If you are using online voices, then it might be possible to use a higher-quality format. I chose the 24kHz 48kbit/s mono MP3 format just because it's convenient and supported by Edge and Azure voices. Edge voices have more limitations, so not all formats are supported.
I wonder, how much quality improvement will it be from 24kHz to 48kHz? The current 24kHz format sounds decent to me. Could you give me some examples of "occasional distortion or popping artifacts" that are easy to reproduce?
If you are using offline natural voices, then unfortunately the only supported format is 24 kHz. This is a limitation documented in embedded speech.
If you are using online voices, then it might be possible to use a higher-quality format. I chose the 24kHz 48kbit/s mono MP3 format just because it's convenient and supported by Edge and Azure voices. Edge voices have more limitations, so not all formats are supported.
I wonder, how much quality improvement will it be from 24kHz to 48kHz? The current 24kHz format sounds decent to me. Could you give me some examples of "occasional distortion or popping artifacts" that are easy to reproduce?
The difference in audio quality is noticeable even on regular headphones. I checked the code and found that with some minor adjustments to the decoder and request parameters, support for 48kHz output is possible (though I’m not sure if this will actually be utilized by Windows Narrator). I also compiled my own install.exe and x64 DLL to register for testing.
My main use case is enabling TTS in the game World of Warcraft, where I’ve noticed some strange popping noises. Subjectively, after making the modifications mentioned above, the popping sounds have been reduced.
Are you using online voices?
Could you tell me the voice and the new parameters you are using, so that I can experiment and implement it myself?

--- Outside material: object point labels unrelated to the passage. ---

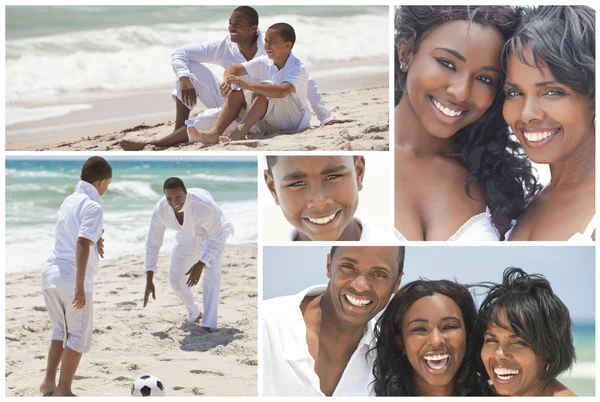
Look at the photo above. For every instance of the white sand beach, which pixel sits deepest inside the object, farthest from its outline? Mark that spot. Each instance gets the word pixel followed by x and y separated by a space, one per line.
pixel 129 341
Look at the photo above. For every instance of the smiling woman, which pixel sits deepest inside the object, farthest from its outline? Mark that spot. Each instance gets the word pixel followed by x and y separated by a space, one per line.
pixel 451 138
pixel 550 106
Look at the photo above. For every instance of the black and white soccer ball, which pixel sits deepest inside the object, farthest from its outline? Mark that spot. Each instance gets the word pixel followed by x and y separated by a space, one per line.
pixel 147 385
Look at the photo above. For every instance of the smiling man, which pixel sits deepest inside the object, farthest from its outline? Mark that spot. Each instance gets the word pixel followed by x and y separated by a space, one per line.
pixel 202 230
pixel 318 342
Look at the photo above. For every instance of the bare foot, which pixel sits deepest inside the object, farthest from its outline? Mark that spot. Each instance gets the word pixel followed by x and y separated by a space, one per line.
pixel 47 388
pixel 129 145
pixel 205 138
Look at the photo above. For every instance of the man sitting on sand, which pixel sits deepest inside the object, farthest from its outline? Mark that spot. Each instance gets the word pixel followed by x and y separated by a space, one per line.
pixel 202 231
pixel 279 98
pixel 195 81
pixel 68 275
pixel 319 342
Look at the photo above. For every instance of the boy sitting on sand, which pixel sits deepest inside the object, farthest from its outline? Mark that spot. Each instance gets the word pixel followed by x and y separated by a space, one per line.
pixel 279 100
pixel 318 195
pixel 67 277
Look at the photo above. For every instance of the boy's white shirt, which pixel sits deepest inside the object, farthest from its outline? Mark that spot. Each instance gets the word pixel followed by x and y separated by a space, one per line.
pixel 263 69
pixel 80 215
pixel 370 233
pixel 226 53
pixel 202 219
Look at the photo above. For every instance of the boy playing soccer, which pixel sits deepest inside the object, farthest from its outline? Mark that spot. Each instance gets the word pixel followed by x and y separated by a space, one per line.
pixel 318 195
pixel 67 276
pixel 279 99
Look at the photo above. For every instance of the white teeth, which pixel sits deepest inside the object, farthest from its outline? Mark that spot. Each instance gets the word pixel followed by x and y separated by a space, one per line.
pixel 322 221
pixel 535 137
pixel 357 302
pixel 446 111
pixel 436 357
pixel 504 373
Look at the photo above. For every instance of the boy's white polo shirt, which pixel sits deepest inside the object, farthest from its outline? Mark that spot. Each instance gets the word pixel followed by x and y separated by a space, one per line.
pixel 370 233
pixel 80 215
pixel 262 68
pixel 288 367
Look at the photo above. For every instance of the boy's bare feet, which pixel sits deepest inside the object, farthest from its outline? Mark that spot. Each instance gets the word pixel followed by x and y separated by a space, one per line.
pixel 206 138
pixel 129 145
pixel 47 388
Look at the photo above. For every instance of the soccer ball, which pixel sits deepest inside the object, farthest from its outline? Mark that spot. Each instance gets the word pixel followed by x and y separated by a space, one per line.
pixel 147 385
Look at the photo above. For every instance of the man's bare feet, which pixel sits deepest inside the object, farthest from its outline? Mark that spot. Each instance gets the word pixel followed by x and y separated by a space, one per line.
pixel 129 145
pixel 205 138
pixel 47 388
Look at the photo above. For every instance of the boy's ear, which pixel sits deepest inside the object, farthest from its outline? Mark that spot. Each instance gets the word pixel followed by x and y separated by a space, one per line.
pixel 271 186
pixel 359 166
pixel 404 54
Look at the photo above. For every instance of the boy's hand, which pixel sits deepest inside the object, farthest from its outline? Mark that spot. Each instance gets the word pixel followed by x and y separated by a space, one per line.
pixel 188 92
pixel 79 299
pixel 194 273
pixel 149 289
pixel 100 245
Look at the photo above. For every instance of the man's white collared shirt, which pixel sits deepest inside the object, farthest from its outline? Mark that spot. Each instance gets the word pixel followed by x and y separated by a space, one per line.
pixel 80 215
pixel 202 219
pixel 288 367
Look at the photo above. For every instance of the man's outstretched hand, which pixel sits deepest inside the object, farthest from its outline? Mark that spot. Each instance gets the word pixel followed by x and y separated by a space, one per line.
pixel 335 121
pixel 194 273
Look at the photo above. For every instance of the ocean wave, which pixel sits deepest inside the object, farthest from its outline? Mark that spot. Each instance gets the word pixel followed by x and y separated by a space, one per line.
pixel 83 64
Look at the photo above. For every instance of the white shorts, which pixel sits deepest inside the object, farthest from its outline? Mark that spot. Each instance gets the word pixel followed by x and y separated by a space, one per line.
pixel 72 327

Are you using online voices?
Could you tell me the voice and the new parameters you are using, so that I can experiment and implement it myself?
Azure Online TTS Server:
https://learn.microsoft.com/en-us/azure/ai-services/speech-service/rest-text-to-speech?tabs=streaming#audio-outputs
NaturalVoiceSAPIAdapter\SpeechRestAPI.cpp
// Send configuration and wait for audio data response
void SpeechRestAPI::SendRequest(const WSConnectionPtr& conn)
{
m_allDataReceived = false;
nlohmann::json json = {
{"context", {
{"synthesis", {
{"audio", {
{"metadataOptions", {
{"bookmarkEnabled", (bool)BookmarkCallback},
{"punctuationBoundaryEnabled", (bool)PunctuationBoundaryCallback},
{"sentenceBoundaryEnabled", (bool)SentenceBoundaryCallback},
{"wordBoundaryEnabled", (bool)WordBoundaryCallback},
{"visemeEnabled", (bool)VisemeCallback},
}},
{"outputFormat", "audio-48khz-192kbitrate-mono-mp3"}
}},
{"language", {
{"autoDetection", false}
}}
}}
}}
};
NaturalVoiceSAPIAdapter\TTSEngine.cpp
STDMETHODIMP CTTSEngine::GetOutputFormat(const GUID* /*pTargetFormatId*/, const WAVEFORMATEX* /*pTargetWaveFormatEx*/,
GUID* pDesiredFormatId, WAVEFORMATEX** ppCoMemDesiredWaveFormatEx) noexcept
{
// Azure 48kHz
return SpConvertStreamFormatEnum(SPSF_48kHz16BitMono, pDesiredFormatId, ppCoMemDesiredWaveFormatEx);
}
Since you are using this in World of Warcraft, is #37 a problem for you? Someone reported that World of Warcraft 11.2 is not working with the latest version of this engine.
Since you are using this in World of Warcraft, is #37 a problem for you? Someone reported that World of Warcraft 11.2 is not working with the latest version of this engine.
I used the LUA API in World of Warcraft and didn’t encounter this issue.
I came across this popping sound issue quite a while ago. I think I’ll try switching the audio from a streaming RESTful API to a one-time full file request to test it.